На следующее утро Муром был под контролем восставших. Но именно тут повстанцам не удалось обрести социальной базы. Рабоче-крестьянской опоры, как в Ярославле, не было – только купцы, монахи и немного интеллигентов. Уже 10 июля пришлось уходить из города под ударами красных формирований. Сахаров и его соратники сумели добраться до Народной армии Комуча, потом служили у Колчака.

Савинковское движение было не единственным антибольшевистским выступлением на Волге. 10 июля взбунтовался в Симбирске командующий Восточным фронтом РККА левый эсер Михаил Муравьёв. Бывший офицер царской армии, сначала черносотенец, потом кадет, потом правый эсер, потом левый эсер – он подошёл к вопросу основательно и комплексно. Муравьёв провозгласил создание Поволжской Советской Республики, назначил себя председателем правительства и главкомом, записал в свой кабинет Спиридонову, Карелина и Камкова. Политическая установка у него была, впрочем, одна: повернуть фронт против «авангарда мирового империализма – германцев». Тогда как Совнарком считал таковым авангардом не германцев, а белочехов.

Муравьёв разослал во все адреса телеграмму с объявлением войны кайзеровской Германии. И тем самым сжёг за собой все мосты. Ленин и Троцкий немедленно объявили его «врагом народа» – именно в этой формулировке. Враг Вильгельма есть враг народа – так незамысловато рассуждало руководство Российской коммунистической партии.

Разгром Поволжской республики был совершён быстро и сравнительно малой кровью. Решили вопрос, как водится, латышские стрелки. Организовал их глава губкома Иосиф Варейкис. 11 июля Муравьёв пришёл на переговоры в губернский Совет и прямо там был застрелен. Варейкис прожил ещё два десятилетия, был секретарём нескольких обкомов и крайкомов ВКП(б). После чего – 1938 год.

Ярость защиты прекрасного

Мятеж в Москве, восстания в Ярославле, Рыбинске и Муроме, провозглашение Поволжской республики не имели между собой никакой организационной связи. Даже идеологии у них были существенно разные: революционный социализм, февралистская эсеро-белогвардейщина, война против кайзеризма. Вряд ли Спиридонова, Савинков и Муравьёв смогли бы договориться.

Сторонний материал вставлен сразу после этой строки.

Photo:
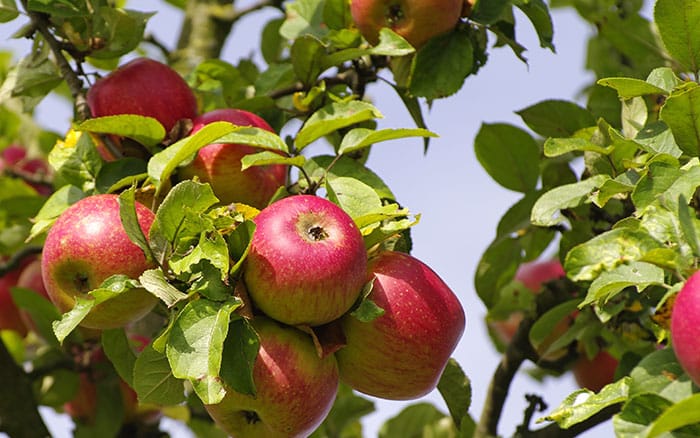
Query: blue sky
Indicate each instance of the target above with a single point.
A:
(459, 203)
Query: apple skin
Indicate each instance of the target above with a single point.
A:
(86, 245)
(10, 317)
(593, 374)
(532, 275)
(401, 354)
(685, 327)
(220, 164)
(144, 87)
(307, 261)
(295, 388)
(416, 21)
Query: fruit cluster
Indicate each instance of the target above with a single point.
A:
(307, 272)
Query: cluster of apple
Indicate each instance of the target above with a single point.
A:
(306, 271)
(590, 373)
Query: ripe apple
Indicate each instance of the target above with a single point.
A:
(595, 373)
(10, 318)
(307, 261)
(86, 245)
(401, 354)
(144, 87)
(295, 388)
(685, 327)
(416, 21)
(220, 164)
(532, 275)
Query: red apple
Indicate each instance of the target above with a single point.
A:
(220, 164)
(532, 275)
(417, 21)
(144, 87)
(295, 389)
(10, 318)
(86, 245)
(401, 354)
(595, 373)
(685, 327)
(307, 261)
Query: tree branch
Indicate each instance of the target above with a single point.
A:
(19, 414)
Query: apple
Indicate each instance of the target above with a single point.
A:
(307, 261)
(595, 373)
(295, 388)
(416, 21)
(532, 275)
(685, 327)
(144, 87)
(219, 164)
(86, 245)
(10, 318)
(401, 354)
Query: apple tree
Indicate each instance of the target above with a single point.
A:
(192, 259)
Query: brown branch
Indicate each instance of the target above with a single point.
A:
(19, 415)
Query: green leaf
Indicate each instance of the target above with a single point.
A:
(196, 343)
(162, 164)
(556, 118)
(240, 351)
(681, 113)
(609, 250)
(509, 155)
(267, 158)
(683, 413)
(455, 388)
(440, 67)
(8, 10)
(627, 88)
(359, 138)
(583, 404)
(678, 22)
(116, 346)
(634, 274)
(145, 130)
(332, 117)
(154, 381)
(154, 281)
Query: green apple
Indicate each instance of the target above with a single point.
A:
(307, 261)
(86, 245)
(219, 164)
(401, 354)
(295, 388)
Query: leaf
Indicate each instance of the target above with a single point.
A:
(116, 346)
(154, 381)
(678, 22)
(556, 118)
(440, 67)
(162, 164)
(145, 130)
(332, 117)
(635, 274)
(196, 343)
(153, 280)
(455, 388)
(583, 404)
(359, 138)
(681, 113)
(546, 210)
(509, 155)
(239, 354)
(608, 250)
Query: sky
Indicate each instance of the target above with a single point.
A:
(459, 204)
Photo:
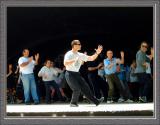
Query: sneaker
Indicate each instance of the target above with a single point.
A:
(100, 101)
(129, 101)
(73, 105)
(120, 100)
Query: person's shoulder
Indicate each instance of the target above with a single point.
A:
(139, 52)
(21, 58)
(80, 53)
(68, 52)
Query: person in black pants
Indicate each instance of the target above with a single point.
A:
(73, 61)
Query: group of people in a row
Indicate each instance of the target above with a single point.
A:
(106, 80)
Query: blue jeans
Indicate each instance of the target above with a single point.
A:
(29, 85)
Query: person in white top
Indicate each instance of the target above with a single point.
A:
(48, 73)
(26, 65)
(73, 61)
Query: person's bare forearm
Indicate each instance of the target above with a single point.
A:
(69, 62)
(93, 57)
(24, 64)
(92, 68)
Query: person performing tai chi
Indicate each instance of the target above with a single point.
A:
(73, 61)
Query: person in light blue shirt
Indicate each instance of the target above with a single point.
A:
(142, 64)
(110, 64)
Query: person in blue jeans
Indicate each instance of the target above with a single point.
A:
(26, 65)
(142, 61)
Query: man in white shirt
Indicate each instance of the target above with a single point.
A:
(26, 65)
(73, 61)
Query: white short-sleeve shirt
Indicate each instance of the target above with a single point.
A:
(75, 66)
(28, 69)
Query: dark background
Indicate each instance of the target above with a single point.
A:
(50, 30)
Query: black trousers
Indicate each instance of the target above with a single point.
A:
(48, 85)
(114, 81)
(77, 83)
(97, 84)
(145, 84)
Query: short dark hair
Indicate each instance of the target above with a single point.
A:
(144, 42)
(74, 42)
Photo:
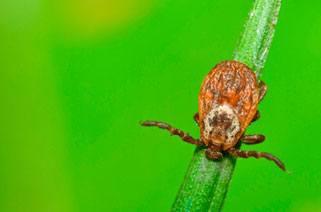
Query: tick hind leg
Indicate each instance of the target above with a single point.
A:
(174, 131)
(246, 154)
(252, 139)
(196, 119)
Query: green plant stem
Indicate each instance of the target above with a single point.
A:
(206, 182)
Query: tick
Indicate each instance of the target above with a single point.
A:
(227, 104)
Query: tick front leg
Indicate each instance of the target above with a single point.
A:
(246, 154)
(174, 131)
(252, 139)
(263, 90)
(197, 118)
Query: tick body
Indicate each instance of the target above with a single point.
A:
(227, 102)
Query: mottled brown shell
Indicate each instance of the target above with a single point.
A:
(227, 103)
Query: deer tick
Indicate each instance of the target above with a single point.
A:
(227, 104)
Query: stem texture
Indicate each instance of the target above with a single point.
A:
(206, 182)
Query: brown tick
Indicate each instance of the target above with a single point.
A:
(227, 104)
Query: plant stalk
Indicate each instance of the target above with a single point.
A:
(206, 182)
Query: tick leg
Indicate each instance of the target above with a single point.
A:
(263, 90)
(256, 116)
(174, 131)
(246, 154)
(252, 139)
(196, 118)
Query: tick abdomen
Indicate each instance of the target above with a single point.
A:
(221, 125)
(228, 101)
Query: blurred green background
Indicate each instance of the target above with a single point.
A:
(76, 77)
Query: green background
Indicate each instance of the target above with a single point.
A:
(76, 77)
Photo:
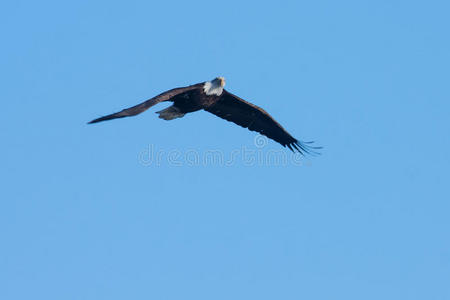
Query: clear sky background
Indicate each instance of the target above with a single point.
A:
(88, 213)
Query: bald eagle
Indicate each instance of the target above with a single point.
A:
(212, 97)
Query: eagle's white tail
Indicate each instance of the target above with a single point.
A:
(170, 113)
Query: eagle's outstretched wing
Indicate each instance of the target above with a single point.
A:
(137, 109)
(234, 109)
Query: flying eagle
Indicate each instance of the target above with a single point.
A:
(212, 97)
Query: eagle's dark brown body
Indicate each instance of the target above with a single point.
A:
(194, 100)
(212, 97)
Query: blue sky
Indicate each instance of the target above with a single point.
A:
(86, 213)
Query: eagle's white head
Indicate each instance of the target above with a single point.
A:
(214, 87)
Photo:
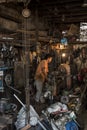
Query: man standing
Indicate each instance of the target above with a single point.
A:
(41, 75)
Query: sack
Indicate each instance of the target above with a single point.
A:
(71, 126)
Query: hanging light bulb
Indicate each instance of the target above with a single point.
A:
(26, 12)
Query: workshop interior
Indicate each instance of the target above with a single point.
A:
(36, 92)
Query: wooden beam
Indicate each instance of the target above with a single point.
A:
(8, 24)
(9, 13)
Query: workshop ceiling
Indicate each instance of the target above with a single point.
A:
(53, 12)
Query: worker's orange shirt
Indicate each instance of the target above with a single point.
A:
(42, 70)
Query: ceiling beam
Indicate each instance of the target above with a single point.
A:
(11, 14)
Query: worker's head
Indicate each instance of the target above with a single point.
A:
(48, 57)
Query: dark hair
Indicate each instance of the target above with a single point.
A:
(48, 56)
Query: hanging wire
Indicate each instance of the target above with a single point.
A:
(26, 68)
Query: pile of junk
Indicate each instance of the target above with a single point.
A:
(58, 115)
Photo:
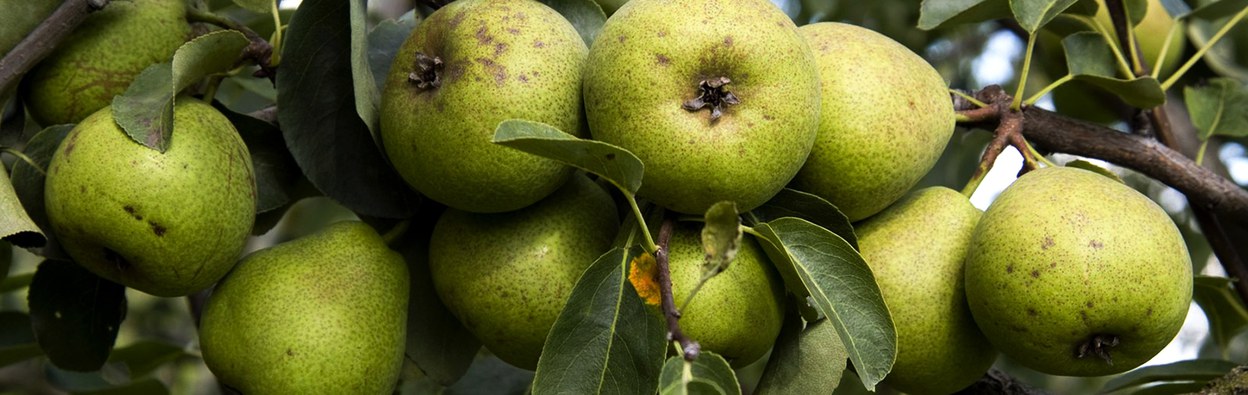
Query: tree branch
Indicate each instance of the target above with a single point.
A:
(689, 347)
(44, 39)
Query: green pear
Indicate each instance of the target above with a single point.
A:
(915, 249)
(20, 18)
(507, 276)
(1073, 273)
(885, 121)
(718, 99)
(166, 223)
(102, 56)
(321, 314)
(467, 67)
(739, 312)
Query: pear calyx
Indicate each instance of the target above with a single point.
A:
(713, 92)
(427, 74)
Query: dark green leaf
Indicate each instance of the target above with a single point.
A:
(1218, 109)
(276, 172)
(145, 111)
(260, 6)
(145, 386)
(15, 226)
(492, 375)
(1035, 14)
(721, 236)
(75, 314)
(28, 181)
(585, 15)
(820, 266)
(436, 340)
(1188, 370)
(145, 356)
(1222, 307)
(1088, 59)
(605, 340)
(610, 162)
(1092, 167)
(367, 94)
(708, 375)
(16, 339)
(940, 13)
(317, 112)
(805, 360)
(383, 44)
(810, 207)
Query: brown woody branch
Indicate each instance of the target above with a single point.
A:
(44, 39)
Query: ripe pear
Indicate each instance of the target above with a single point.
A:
(321, 314)
(739, 312)
(166, 223)
(915, 249)
(718, 99)
(507, 276)
(102, 56)
(885, 121)
(467, 67)
(1072, 273)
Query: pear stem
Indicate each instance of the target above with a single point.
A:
(689, 348)
(44, 39)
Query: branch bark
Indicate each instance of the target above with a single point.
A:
(44, 39)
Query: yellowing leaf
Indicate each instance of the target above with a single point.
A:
(644, 276)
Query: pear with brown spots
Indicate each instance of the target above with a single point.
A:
(719, 99)
(915, 249)
(321, 314)
(885, 121)
(507, 276)
(166, 223)
(1073, 273)
(467, 67)
(739, 312)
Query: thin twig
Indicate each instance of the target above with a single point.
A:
(689, 347)
(44, 39)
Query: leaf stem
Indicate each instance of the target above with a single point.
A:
(1026, 69)
(1047, 89)
(1203, 49)
(24, 158)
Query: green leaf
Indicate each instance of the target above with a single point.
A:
(1188, 370)
(1218, 109)
(367, 94)
(145, 356)
(260, 6)
(145, 111)
(819, 266)
(316, 110)
(614, 163)
(15, 226)
(436, 340)
(605, 340)
(1035, 14)
(940, 13)
(585, 15)
(1088, 59)
(721, 237)
(276, 172)
(75, 314)
(708, 375)
(16, 339)
(1222, 307)
(810, 207)
(805, 360)
(1092, 167)
(383, 44)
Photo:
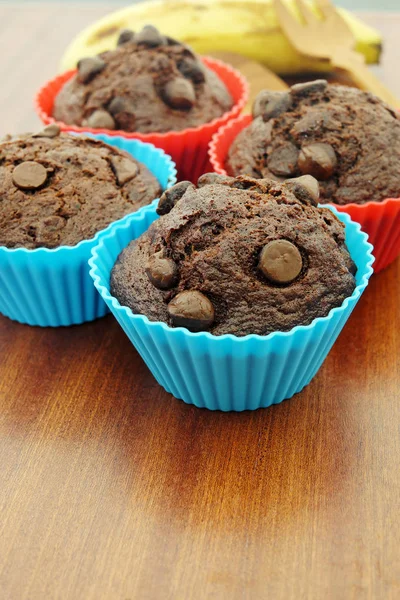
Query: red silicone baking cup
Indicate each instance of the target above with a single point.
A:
(189, 147)
(380, 220)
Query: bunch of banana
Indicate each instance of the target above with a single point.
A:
(247, 27)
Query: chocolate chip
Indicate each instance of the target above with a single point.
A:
(162, 272)
(280, 261)
(50, 131)
(305, 188)
(172, 41)
(54, 223)
(124, 168)
(29, 175)
(101, 119)
(118, 105)
(318, 160)
(170, 197)
(150, 37)
(179, 93)
(126, 35)
(283, 160)
(191, 309)
(309, 87)
(271, 104)
(89, 67)
(192, 69)
(244, 182)
(211, 178)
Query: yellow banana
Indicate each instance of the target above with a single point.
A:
(247, 27)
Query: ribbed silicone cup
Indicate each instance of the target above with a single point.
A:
(380, 220)
(50, 288)
(189, 147)
(228, 372)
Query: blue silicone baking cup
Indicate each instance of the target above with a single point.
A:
(226, 372)
(52, 287)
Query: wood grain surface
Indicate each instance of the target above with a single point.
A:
(112, 489)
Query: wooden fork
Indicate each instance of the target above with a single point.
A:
(330, 39)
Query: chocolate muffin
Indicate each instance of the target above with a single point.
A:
(57, 189)
(239, 256)
(149, 83)
(348, 139)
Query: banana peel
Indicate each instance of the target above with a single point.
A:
(248, 27)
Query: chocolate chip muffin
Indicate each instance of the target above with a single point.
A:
(348, 139)
(57, 189)
(150, 83)
(239, 256)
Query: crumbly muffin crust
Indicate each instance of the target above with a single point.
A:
(239, 256)
(348, 139)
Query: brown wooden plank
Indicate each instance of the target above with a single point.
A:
(110, 488)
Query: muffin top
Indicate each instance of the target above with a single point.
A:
(57, 189)
(237, 255)
(149, 83)
(348, 139)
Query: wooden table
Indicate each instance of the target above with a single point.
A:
(112, 489)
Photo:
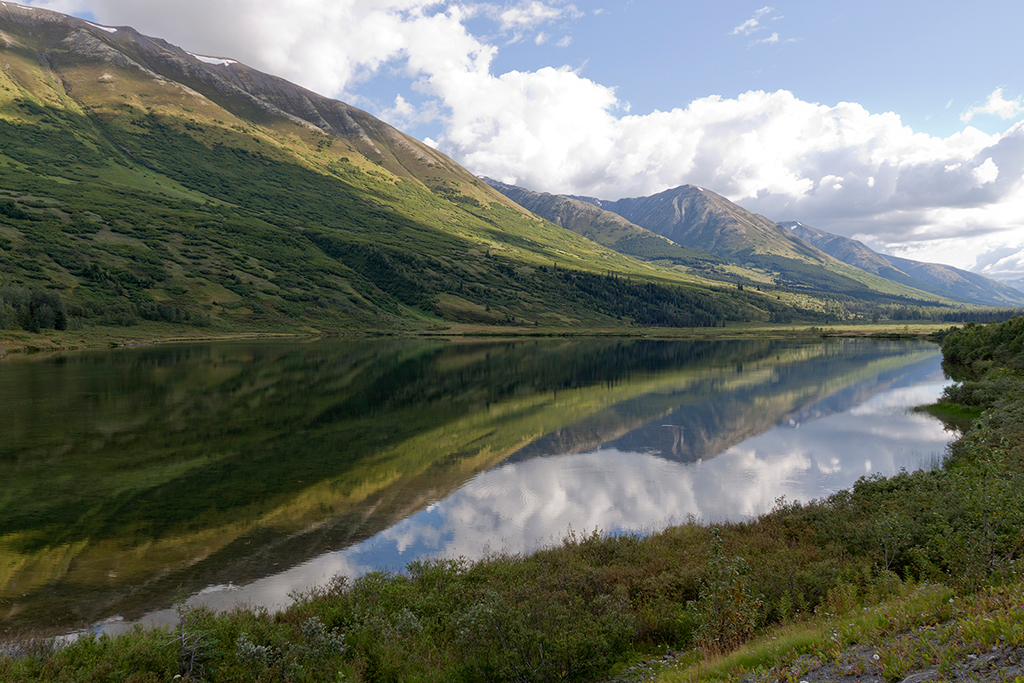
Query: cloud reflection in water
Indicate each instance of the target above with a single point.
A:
(526, 504)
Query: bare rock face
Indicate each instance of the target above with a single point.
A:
(230, 84)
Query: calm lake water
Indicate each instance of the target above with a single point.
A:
(240, 473)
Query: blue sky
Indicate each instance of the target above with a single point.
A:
(898, 123)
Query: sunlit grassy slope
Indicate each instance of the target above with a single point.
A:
(142, 183)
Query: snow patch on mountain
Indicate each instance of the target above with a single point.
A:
(102, 28)
(213, 60)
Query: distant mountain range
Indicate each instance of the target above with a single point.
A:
(943, 280)
(140, 183)
(795, 254)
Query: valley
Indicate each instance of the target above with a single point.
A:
(145, 193)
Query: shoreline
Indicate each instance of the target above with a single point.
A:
(25, 343)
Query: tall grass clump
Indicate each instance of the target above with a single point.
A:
(586, 607)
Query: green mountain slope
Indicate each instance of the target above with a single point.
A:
(942, 280)
(604, 227)
(704, 220)
(139, 181)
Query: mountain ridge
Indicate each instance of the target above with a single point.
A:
(936, 278)
(138, 181)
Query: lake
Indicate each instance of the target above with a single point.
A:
(233, 473)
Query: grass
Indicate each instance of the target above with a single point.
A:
(876, 564)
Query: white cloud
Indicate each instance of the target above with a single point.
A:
(835, 166)
(752, 25)
(531, 14)
(996, 104)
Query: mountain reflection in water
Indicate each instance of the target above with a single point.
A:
(241, 473)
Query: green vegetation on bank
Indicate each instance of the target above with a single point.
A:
(589, 606)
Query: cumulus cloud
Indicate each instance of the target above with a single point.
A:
(838, 167)
(997, 105)
(752, 25)
(531, 14)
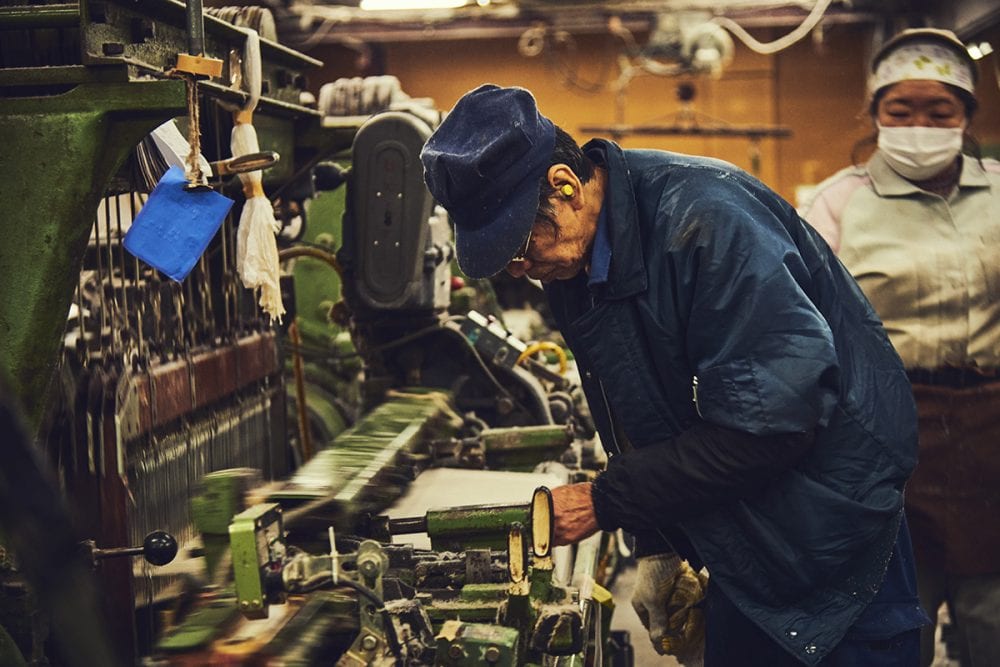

Совсем иначе мог бы выглядеть итог, если бы антибольшевистские силы сплотились хотя бы на некоторое время. Но они предпочли грызться друг с другом по отвлечённо-теоретическим поводам – национализация земли? социализация земли? приватизация земли? – позволив ленинцам расправиться с собой поодиночке.

Но всё же связь была. Другая. Глубинная. Революция повсеместно восставала против комиссародержавия. «Одержима яростною верой», защищалась российская свобода. Её жестокие бои протянулись годы и десятилетия – от Тамбовщины до Майдана – и по сей день не окончены.

Исторический урок столетия: связи надо не рвать, а крепить. Тогда неизмеримо повышаются шансы увидеть своими глазами прекрасную Россию будущего. За которую бились савинковцы и тамбовцы, белые добровольцы и социалисты-революционеры, отмороженные анархисты и интеллектуалы-кадеты.

И великие подчас ошибаются. Те, кто шли на дело 6 июля 1918-го, были, без сомнения, великими людьми. Критиковать их за ошибки всякий может. Нам бы хоть толику этих ошибок. По нынешним меркам и они бы сошли за достижения. Но в том, наверное, и заключается смысл истории, чтобы хоть чему-то научить нас. Участники июльских восстаний давно заняли своё место в пантеоне русских героев. Много ли таких найдётся сегодня?